We employ this data generation pipeline to construct VQA pairs from ScanNet and ScanNet++. The resulting MSMU dataset contains 2K scenes, 25K images, 75K objects, 700K QA pairs, and 2.5M numerical values, covering a wide range of quantitative spatial tasks. Besides, the CoT augmented group, named MSMU-CoT, consists of 10K quantitative spatial reasoning QA pairs.

Model

Figure: Framework.

We introduce the depth positional encoding (DPE), which can encode the depth maps into depth positional embeddings, allowing for a straightforward combination through addition. We utilize sine and cosine functions of varying frequencies to generate the depth positional embeddings

The model consists of a vision encoder to encode image features, a depth encoding module to incorporate depth information, and a large language model to process sequences of tokens. When depth maps are not accessible during inference, we employ an external depth estimation model to generate the depth map. This allows our model to adapt to various datasets and scenarios effectively.

Results

Model	Task								Average
Model	Existence	Object Counting	Scale Est.	Grounding	Relative Position	Absolute Distance	Scale Comparison	Ref. Object Est.	Average
Large Language Models (LLMs): Text only
GPT-4-Turbo	12.76	5.21	13.51	12.64	24.84	7.50	36.79	12.04	15.66
Qwen2.5	4.25	0.00	0.78	13.79	0.62	0.00	16.04	1.57	4.63
DeepSeek-V3	0.00	5.24	1.54	6.90	10.56	0.00	25.47	5.24	7.39
Vision-Language Models (VLMs): Image + Text
GPT-4o	44.68	41.67	3.86	27.59	67.08	20.00	54.72	2.09	32.28
Gemini-2	38.30	43.75	23.94	19.54	54.66	12.50	69.81	18.85	35.17
Qwen2.5-VL-72B	59.57	35.42	1.54	13.79	57.76	2.50	66.04	9.95	30.82
Qwen2.5-VL-32B	29.79	41.67	10.81	18.39	60.25	2.50	46.23	10.99	27.59
Qwen2.5-VL-7B	12.76	4.17	0.00	1.15	1.24	0.00	5.66	0.52	3.19
Intern-VL3-78B	47.62	42.71	6.47	26.32	56.94	13.33	64.10	16.46	33.63
Intern-VL3-8B	36.17	41.67	4.63	18.39	60.25	2.50	49.06	8.38	28.54
LLaVA-1.5-7B	1.54	36.46	5.02	20.69	42.86	5.00	38.68	0.52	19.45
Depth-encoded VLMs: Image + Depth + Text
SpatialBot	10.64	46.88	15.83	28.74	66.46	5.00	50.94	8.90	29.17
SpatialRGPT	10.64	36.46	20.08	17.24	60.25	15.00	62.26	9.95	28.98
Ours	87.23	47.92	51.35	42.53	75.16	40.00	55.66	46.07	56.31
Ours w/ MSMU-CoT	87.23	42.71	51.74	49.43	73.29	50.00	69.81	49.32	59.19

Visualization

Figure: Visualization of responses from different models on MSMU-Bench.

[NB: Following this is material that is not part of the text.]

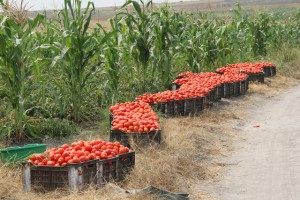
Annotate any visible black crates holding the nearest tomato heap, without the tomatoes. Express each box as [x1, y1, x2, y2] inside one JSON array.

In this work, we identified a critical gap in the ability of Vision-Language Models (VLMs) to perform quantitative spatial reasoning. To address this, we developed MSMU, a large-scale dataset comprising 700K QA pairs and 2.5M numerical physical annotations derived from real 3D scenes, designed to provide precise metric supervision for enhancing VLMs' spatial reasoning capabilities. We introduced a simple but effective depth positional encoding module that integrates the third dimension information into the VLM frameworks, effectively upgrading the model's spatial awareness from 2D to 3D. This innovation was shown to significantly enhance spatial reasoning abilities, outperforming both RGB-only VLMs and depth-encoded VLMs. We anticipate that our contributions will pave the way for further advancements in VLMs' spatial reasoning capabilities, enabling more effective operation in real-world environments.